I no longer blame that elder, but I ask myself: Did he genuinely have my best interests at heart? Or was he, like many other talented individuals, simply seeking the thrill of displaying his superiority over someone younger and less experienced? The truth is, many of the things he pointed out did not really help me because of various reasons. For example, my knowledge and understanding were limited at the time, so I couldn’t grasp or apply what he suggested. Or it was simply that I couldn’t bear his superior attitude enough to truly contemplate his criticisms.
This situation is somewhat similar to when I studied in the UK, and I received a B grade in a certain subject. Back then, I always received A’s, so getting a B in that subject made me very upset. In order to get an A (after receiving a B in the mid-term exam), I used every trick in the book. I cited and quoted various reference books in my essay to demonstrate how much effort I put into it. I proofread my essay multiple times before submitting it. Despite receiving the final grade (another B) and reading the grader’s feedback, I still couldn’t see any flaws in my work; I only saw that I had omitted certain parts (!!!). Only when I pursued a PhD and delved deeper into the subject did I realize where my weaknesses were. It required a certain level of awareness and knowledge to understand.
I admit, I have also sought ways to satisfy that “thirst for showing off” in the past. I thought that if I was right, I had to point out others’ mistakes or deficiencies as best as I could. I didn’t know that sometimes I wasn’t really helping them at all. With their level of understanding at the time, they couldn’t do what I expected, and sometimes they couldn’t even comprehend what I was saying (not necessarily because they lacked ability, they just needed time to practice, to improve, to find their own path). Instead of understanding, sometimes they even grew to hate me (and I truly deserved it). But I never “offered advice” to help them; I only wanted to demonstrate my own correctness and superiority.

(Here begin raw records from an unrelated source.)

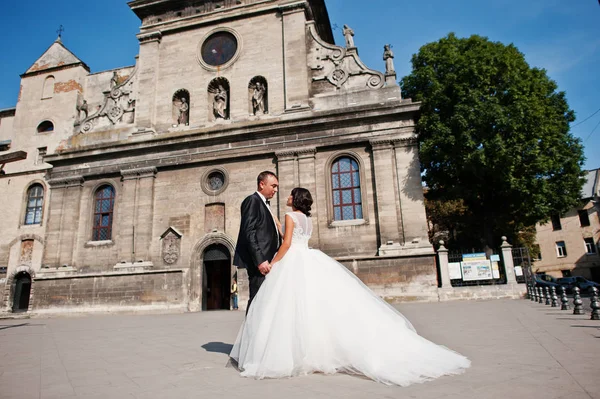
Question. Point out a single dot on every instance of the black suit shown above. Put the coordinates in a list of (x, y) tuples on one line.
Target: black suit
[(258, 240)]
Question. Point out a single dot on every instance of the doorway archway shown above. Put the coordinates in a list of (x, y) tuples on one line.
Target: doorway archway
[(216, 278), (21, 292)]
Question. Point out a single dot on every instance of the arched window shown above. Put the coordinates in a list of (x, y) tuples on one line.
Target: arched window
[(46, 127), (48, 89), (104, 202), (35, 204), (345, 185)]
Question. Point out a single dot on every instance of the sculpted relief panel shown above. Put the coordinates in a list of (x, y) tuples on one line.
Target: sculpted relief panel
[(117, 107), (333, 67)]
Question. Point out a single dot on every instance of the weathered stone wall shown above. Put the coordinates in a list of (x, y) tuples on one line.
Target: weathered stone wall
[(114, 291), (397, 279)]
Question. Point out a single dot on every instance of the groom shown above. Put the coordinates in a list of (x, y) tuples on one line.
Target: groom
[(259, 238)]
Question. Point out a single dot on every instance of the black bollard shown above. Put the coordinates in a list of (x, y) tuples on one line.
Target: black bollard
[(595, 305), (578, 309), (563, 299), (554, 298)]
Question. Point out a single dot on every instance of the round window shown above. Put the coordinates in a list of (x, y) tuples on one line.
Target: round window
[(219, 48), (214, 181)]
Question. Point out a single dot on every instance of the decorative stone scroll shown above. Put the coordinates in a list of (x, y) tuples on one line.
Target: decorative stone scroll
[(339, 66), (138, 173), (118, 106), (171, 245), (67, 181)]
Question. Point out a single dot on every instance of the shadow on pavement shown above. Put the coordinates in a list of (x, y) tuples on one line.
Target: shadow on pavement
[(4, 326), (219, 347)]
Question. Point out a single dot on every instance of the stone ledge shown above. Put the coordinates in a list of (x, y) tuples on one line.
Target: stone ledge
[(510, 291), (110, 274)]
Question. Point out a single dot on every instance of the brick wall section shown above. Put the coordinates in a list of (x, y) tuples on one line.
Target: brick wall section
[(163, 287)]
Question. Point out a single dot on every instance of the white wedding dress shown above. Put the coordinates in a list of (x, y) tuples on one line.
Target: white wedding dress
[(311, 314)]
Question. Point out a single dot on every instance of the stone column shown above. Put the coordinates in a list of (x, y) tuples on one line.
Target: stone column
[(509, 266), (147, 79), (295, 72), (136, 214), (444, 271), (287, 171), (307, 178), (412, 203), (63, 221), (387, 216)]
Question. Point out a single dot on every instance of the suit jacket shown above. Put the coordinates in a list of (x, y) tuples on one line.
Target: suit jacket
[(258, 240)]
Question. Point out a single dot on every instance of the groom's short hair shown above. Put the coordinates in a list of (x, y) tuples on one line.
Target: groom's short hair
[(263, 177)]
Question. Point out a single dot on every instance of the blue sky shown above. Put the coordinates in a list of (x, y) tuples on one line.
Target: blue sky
[(559, 35)]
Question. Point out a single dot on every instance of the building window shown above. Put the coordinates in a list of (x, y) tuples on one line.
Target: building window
[(556, 222), (590, 247), (584, 218), (561, 249), (40, 156), (46, 127), (345, 184), (35, 204), (48, 90), (103, 213)]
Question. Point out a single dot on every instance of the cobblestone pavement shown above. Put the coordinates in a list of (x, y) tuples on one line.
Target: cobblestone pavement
[(519, 349)]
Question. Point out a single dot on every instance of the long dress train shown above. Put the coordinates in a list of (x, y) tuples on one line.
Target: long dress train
[(311, 314)]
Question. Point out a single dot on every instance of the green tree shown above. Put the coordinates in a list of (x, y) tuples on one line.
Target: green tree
[(493, 133)]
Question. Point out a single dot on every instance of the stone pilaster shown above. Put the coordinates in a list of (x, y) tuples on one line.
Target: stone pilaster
[(136, 214), (308, 179), (294, 56), (412, 203), (287, 171), (145, 112), (63, 222), (387, 217)]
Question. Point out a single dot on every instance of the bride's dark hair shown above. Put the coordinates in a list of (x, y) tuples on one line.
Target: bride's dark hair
[(302, 200)]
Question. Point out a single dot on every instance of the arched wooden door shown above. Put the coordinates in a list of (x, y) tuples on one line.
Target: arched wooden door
[(21, 292), (216, 278)]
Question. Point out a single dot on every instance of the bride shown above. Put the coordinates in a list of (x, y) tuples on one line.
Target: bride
[(312, 314)]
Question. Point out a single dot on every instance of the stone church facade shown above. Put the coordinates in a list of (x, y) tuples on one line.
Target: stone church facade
[(129, 196)]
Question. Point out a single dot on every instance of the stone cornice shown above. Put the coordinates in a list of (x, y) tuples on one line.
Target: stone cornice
[(239, 140), (150, 37), (381, 144), (139, 173), (67, 181), (55, 69), (406, 142)]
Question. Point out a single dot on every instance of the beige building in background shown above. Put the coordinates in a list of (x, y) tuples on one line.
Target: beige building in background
[(569, 243), (130, 193)]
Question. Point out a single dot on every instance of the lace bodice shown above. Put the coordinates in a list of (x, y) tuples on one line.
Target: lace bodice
[(302, 228)]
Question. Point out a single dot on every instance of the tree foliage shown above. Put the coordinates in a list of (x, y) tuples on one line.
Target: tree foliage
[(494, 134)]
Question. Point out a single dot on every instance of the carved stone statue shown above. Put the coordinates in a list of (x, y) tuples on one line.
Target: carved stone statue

As I observe online arguments, I can’t help but find it amusing at times. I always think that online arguments are one of the most useless things in the world (but I’m still young and naive, so I can’t avoid being foolish sometimes). However, even when doing something so pointless, can’t people do it in a civilized manner? But no, many people can’t do that; they feel compelled to insult others directly, calling them stupid, inferior, ignorant. What for? All because of the thrill of displaying their supposed intelligence.